Avoiding dental visits can become a vicious cycle. You feel embarrassed by the condition of your teeth and gums, so you don’t go to see a dentist. But the longer you wait, the worse your oral health becomes, and the more reluctant you are to make an appointment. For some people, the fear is intense enough to be termed dental phobia.

It’s possible that the fear started with a lecture or judgmental remark from a dentist at some earlier point in life. The thought of a repeat performance is then, for a patient with dental phobia, too much to bear. This style of communication dates from an era gone by and is, at most dental practices, long extinct. The vast majority of dentists and their staff members today recognize the value of a positive, nonthreatening environment in attracting and retaining patients.
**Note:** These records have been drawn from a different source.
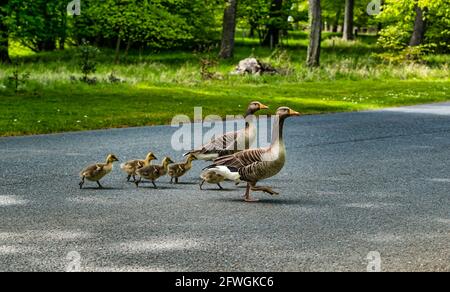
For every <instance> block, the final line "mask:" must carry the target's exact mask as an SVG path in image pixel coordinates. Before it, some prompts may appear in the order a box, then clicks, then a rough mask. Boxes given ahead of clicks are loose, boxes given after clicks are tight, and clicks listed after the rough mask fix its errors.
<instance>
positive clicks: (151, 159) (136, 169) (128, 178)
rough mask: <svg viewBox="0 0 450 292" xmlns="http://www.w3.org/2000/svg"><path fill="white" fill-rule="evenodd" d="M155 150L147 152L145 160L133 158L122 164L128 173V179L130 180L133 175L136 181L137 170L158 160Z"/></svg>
mask: <svg viewBox="0 0 450 292" xmlns="http://www.w3.org/2000/svg"><path fill="white" fill-rule="evenodd" d="M157 159H158V158H156V156H155V155H154V154H153V152H150V153H148V154H147V156H146V157H145V159H144V160H131V161H127V162H125V163H122V164H121V165H120V168H121V169H122V170H123V171H124V172H125V173H126V174H127V175H128V176H127V181H128V182H129V181H130V179H131V177H133V181H136V170H138V169H139V168H142V167H144V166H147V165H150V164H151V162H152V161H153V160H157Z"/></svg>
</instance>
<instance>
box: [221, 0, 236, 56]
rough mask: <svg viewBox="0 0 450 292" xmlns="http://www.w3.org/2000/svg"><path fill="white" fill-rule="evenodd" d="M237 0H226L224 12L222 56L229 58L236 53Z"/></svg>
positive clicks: (221, 55) (221, 46) (223, 15)
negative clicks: (236, 25) (224, 10)
mask: <svg viewBox="0 0 450 292" xmlns="http://www.w3.org/2000/svg"><path fill="white" fill-rule="evenodd" d="M237 5H238V3H237V0H226V2H225V11H224V14H223V31H222V46H221V49H220V57H221V58H223V59H228V58H231V57H233V55H234V36H235V33H236V15H237Z"/></svg>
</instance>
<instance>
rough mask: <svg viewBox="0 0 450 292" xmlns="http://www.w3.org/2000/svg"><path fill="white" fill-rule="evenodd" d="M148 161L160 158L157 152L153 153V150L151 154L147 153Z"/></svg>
mask: <svg viewBox="0 0 450 292" xmlns="http://www.w3.org/2000/svg"><path fill="white" fill-rule="evenodd" d="M145 160H146V161H148V162H150V161H152V160H158V158H156V156H155V154H153V152H150V153H149V154H147V157H146V158H145Z"/></svg>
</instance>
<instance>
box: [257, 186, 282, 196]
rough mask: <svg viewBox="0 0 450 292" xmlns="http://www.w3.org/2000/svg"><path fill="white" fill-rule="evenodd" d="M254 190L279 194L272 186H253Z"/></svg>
mask: <svg viewBox="0 0 450 292" xmlns="http://www.w3.org/2000/svg"><path fill="white" fill-rule="evenodd" d="M252 191H254V192H264V193H267V194H270V195H272V196H274V195H279V193H277V192H275V191H274V190H273V189H272V188H271V187H257V186H252Z"/></svg>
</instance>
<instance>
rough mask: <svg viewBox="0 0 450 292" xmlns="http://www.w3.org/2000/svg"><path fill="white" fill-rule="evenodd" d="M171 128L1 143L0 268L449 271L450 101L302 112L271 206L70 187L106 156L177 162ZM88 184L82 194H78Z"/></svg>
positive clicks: (22, 269) (266, 182) (107, 183)
mask: <svg viewBox="0 0 450 292" xmlns="http://www.w3.org/2000/svg"><path fill="white" fill-rule="evenodd" d="M174 131H175V129H172V128H170V127H147V128H132V129H117V130H106V131H92V132H82V133H68V134H61V135H44V136H35V137H17V138H1V139H0V220H1V224H0V271H64V270H65V269H66V267H67V265H68V264H70V263H75V264H76V261H72V262H71V261H70V260H68V259H67V258H66V257H67V254H68V253H69V252H71V251H76V252H77V253H79V255H80V256H81V258H80V264H81V265H80V266H81V269H82V270H83V271H365V270H366V268H367V266H368V263H369V262H368V260H367V259H366V257H367V255H368V253H369V252H370V251H377V252H379V253H380V255H381V268H382V270H383V271H450V232H449V231H450V192H449V191H450V165H449V157H450V104H437V105H430V106H417V107H410V108H398V109H390V110H385V111H377V112H361V113H342V114H333V115H322V116H305V117H299V118H295V119H292V120H289V122H288V123H287V125H286V142H287V149H288V163H287V165H286V167H285V169H284V171H283V172H282V173H281V174H280V175H279V176H277V177H275V178H273V179H271V180H267V181H265V182H263V183H262V184H264V185H271V186H274V187H275V189H276V190H279V191H280V192H281V195H280V196H279V197H273V198H272V197H270V196H268V195H265V194H257V195H256V196H257V197H258V198H260V199H262V201H261V202H260V203H257V204H247V203H243V202H241V195H242V194H243V192H244V190H243V189H242V188H235V187H234V186H233V185H232V184H228V185H227V188H228V190H227V191H222V192H220V191H217V190H215V187H214V186H210V187H211V190H206V191H203V192H200V191H199V188H198V186H197V183H198V181H199V179H198V174H199V171H200V169H201V168H202V167H204V166H206V164H204V163H197V164H196V166H195V168H194V169H193V171H192V172H191V173H190V175H189V176H187V177H186V178H185V179H184V182H185V184H183V185H177V186H172V185H170V184H168V183H167V182H168V179H167V178H165V179H164V180H163V181H161V182H160V183H159V185H160V186H161V189H160V190H157V191H155V190H153V189H151V188H149V185H146V186H145V187H144V188H142V189H136V188H135V187H134V185H131V184H127V183H126V182H125V180H124V175H123V174H122V173H121V172H120V171H119V168H118V165H116V166H117V168H116V169H115V171H114V172H113V173H112V174H111V175H110V176H109V177H108V178H107V179H105V180H104V181H103V184H104V185H105V186H107V187H109V189H106V190H95V189H86V190H79V189H78V185H77V184H78V177H77V175H78V172H79V171H80V169H81V168H82V167H83V166H85V165H86V164H88V163H90V162H95V161H99V160H103V159H104V156H105V155H106V154H107V153H108V152H114V153H115V154H117V155H118V156H119V158H121V159H122V160H126V159H130V158H135V157H140V156H143V155H145V154H146V152H147V151H148V150H153V151H155V153H156V154H157V155H158V156H159V157H162V156H164V155H165V154H169V155H172V156H173V157H174V158H176V159H180V153H175V152H173V151H172V150H171V147H170V137H171V134H172V133H173V132H174ZM88 186H92V187H94V185H88Z"/></svg>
They’re working for you, and they know that negative comments are a quick way to ensure that your next appointment – if there is one – is with another practice.

It’s common for patients who haven’t been to the dentist in years or decades to fear that the dentist has never seen a patient with such a long lapse in care, or one with teeth and gums in such a poor state. This concern is, however, misplaced. While you may feel alone in your aversion to professional oral care, it’s actually a common situation. You may not hear about it, since people do not typically stand around the water cooler broadcasting that they’ve avoided the dentist for 10 years or more. But the average dentist encounters such patients frequently. As for any dental problems you may have, rest assured that your dentist has seen them before. Dentists are focused on one thing: Getting your teeth and gums into the best shape possible. That means eliminating any pain you’re experiencing, maximizing function and achieving a good cosmetic result. Dentists choose their profession because they enjoy helping people, and no condition you might have will phase your dentist.

Is it possible, even today, that you’ll encounter a dentist who will make you feel bad? Unfortunately, there are still a few dental professionals who practice the old methods of communication. They may feel that chastising you is a way to help, or they may simply be insensitive. In the unlikely event that you ever encounter such a dentist, vote with your feet. Build a trusting relationship with a dentist who understands that browbeating you will not help you achieve optimal oral health.

Too many people let decay, problematic fillings, pain and other dental issues go on for too long because they dread going to the dentist. As a result, they may avoid smiling and may not be able to eat certain foods. Depression often takes hold. But it’s crucial to understand that dentists spend every working day fixing the same kinds of problems you have, and they are not shocked by them. Your dentist will be happy to help you correct old tooth and gum issues and prevent future ones. Don’t let fear of embarrassment stand in the way of achieving the good dental health you deserve.